If you choose to go in this direction, take a look at this successful installation from Fulton Home’s Tehama model in the Victoria Estates community. Here are a few design tips to help create a successful built-in buffet in your home.
Stay consistent: If your built-in will be stained wood, make sure it has the same basic tone as any other wood in the room. Notice that the table and chairs complement the buffet, while a touch of glaze on the cabinetry separates it from the other wood in the room.
Keep the furniture look: The height and depth variation in the buffet along with the floor molding help this piece read like furniture in the dining room rather than a traditional built-in. The inset is also a different height from the ceiling, wrapping itself around the piece as though the alcove was made for the buffet rather than the other way around.

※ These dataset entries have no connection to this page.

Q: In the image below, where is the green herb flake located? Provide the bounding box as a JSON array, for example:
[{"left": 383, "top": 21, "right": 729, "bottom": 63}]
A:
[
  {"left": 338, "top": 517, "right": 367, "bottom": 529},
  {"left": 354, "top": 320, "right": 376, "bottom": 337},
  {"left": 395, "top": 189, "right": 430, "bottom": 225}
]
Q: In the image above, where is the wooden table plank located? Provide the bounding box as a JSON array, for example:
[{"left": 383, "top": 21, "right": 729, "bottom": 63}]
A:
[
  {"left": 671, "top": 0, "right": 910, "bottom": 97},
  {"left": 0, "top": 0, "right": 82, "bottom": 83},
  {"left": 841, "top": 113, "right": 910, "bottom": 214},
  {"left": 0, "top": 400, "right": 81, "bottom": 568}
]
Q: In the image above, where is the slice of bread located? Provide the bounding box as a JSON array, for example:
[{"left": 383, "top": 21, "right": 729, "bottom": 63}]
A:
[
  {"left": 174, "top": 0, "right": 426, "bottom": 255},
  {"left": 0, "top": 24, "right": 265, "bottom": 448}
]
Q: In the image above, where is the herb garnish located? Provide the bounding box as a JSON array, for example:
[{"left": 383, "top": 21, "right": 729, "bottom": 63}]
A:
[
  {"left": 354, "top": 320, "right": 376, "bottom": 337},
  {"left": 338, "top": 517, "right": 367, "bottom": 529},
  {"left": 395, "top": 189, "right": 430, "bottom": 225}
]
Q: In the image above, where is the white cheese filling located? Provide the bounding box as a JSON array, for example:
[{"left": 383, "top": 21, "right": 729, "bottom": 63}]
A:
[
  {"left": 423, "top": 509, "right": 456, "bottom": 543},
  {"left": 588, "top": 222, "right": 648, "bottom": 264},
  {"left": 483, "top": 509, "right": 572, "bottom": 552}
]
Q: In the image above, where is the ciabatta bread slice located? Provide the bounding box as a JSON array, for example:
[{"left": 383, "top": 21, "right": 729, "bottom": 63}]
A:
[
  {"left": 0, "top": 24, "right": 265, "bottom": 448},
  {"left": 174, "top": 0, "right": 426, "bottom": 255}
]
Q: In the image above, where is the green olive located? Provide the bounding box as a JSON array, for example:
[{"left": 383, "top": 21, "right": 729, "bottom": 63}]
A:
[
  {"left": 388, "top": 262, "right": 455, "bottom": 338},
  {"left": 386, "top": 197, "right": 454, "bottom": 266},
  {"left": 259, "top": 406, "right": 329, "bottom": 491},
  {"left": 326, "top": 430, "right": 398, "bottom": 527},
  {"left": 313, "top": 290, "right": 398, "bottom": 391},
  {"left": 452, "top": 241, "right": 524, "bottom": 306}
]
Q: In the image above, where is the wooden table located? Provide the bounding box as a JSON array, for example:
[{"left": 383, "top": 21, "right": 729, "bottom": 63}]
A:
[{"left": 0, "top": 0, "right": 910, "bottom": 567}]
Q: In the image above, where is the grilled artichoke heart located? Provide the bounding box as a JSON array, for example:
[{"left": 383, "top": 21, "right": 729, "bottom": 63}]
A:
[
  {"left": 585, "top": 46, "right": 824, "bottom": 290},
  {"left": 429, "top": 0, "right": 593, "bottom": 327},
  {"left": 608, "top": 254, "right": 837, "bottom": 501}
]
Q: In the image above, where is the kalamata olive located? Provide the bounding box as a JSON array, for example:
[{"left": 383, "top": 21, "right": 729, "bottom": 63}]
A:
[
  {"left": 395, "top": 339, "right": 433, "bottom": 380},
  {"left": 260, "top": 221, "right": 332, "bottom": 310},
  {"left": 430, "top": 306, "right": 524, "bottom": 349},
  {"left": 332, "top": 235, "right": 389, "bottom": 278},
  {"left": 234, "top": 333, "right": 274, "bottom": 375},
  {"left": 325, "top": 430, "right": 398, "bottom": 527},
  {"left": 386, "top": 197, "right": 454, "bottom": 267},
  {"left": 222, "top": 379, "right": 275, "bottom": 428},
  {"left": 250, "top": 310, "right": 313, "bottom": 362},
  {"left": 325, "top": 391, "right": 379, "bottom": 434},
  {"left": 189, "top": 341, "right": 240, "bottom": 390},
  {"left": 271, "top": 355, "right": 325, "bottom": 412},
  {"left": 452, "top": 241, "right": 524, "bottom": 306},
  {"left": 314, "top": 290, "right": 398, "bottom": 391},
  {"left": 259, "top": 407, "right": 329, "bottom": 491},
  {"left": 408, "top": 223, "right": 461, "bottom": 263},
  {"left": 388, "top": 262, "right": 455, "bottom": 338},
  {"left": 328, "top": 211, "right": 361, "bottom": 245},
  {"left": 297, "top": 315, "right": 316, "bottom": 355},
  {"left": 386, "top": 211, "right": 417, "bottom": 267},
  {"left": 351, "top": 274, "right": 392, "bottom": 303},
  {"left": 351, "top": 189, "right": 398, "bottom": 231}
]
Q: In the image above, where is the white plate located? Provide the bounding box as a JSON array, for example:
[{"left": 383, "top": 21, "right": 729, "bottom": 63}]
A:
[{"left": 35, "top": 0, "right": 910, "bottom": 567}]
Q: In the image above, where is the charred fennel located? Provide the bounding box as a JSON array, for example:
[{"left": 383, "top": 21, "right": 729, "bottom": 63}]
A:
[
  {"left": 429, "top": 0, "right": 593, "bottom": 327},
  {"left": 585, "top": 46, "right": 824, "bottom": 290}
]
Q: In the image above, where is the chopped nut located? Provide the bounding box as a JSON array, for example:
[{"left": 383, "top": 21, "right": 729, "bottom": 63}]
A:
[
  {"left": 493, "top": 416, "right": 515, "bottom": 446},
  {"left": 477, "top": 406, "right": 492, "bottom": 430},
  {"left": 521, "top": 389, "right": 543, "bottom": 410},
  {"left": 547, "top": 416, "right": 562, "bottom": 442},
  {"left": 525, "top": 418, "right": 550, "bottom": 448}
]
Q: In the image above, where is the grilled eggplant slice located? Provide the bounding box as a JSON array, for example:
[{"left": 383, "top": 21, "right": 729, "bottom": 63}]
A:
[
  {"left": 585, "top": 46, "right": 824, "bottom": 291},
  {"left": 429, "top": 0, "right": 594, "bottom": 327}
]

Manage your flooring: Using tile or stone flooring to help contrast these beautiful wood cabinets, dining table, and chairs will look better than wood flooring. Also, while it might be tempting to add an area rug, the location of the rug’s edge could affect people’s ability to walk comfortably next to the buffet.
Stay coordinated but not matchy-matchy: The rich rust on the walls, the soft taupe curtains, the artwork, and accessories pull all of the room’s elements together. Using a granite countertop for the buffet, the antique rattan chairs at the head and foot of the table also create an individualized look for both elements in the dining room.
By adding this built-in, the homeowner gained a generous amount of storage, a great solution for entertaining family and guests, and an additional sense of drama for the room itself. Consider built-ins when you make design plans. You may find them to be just the right solution for your home.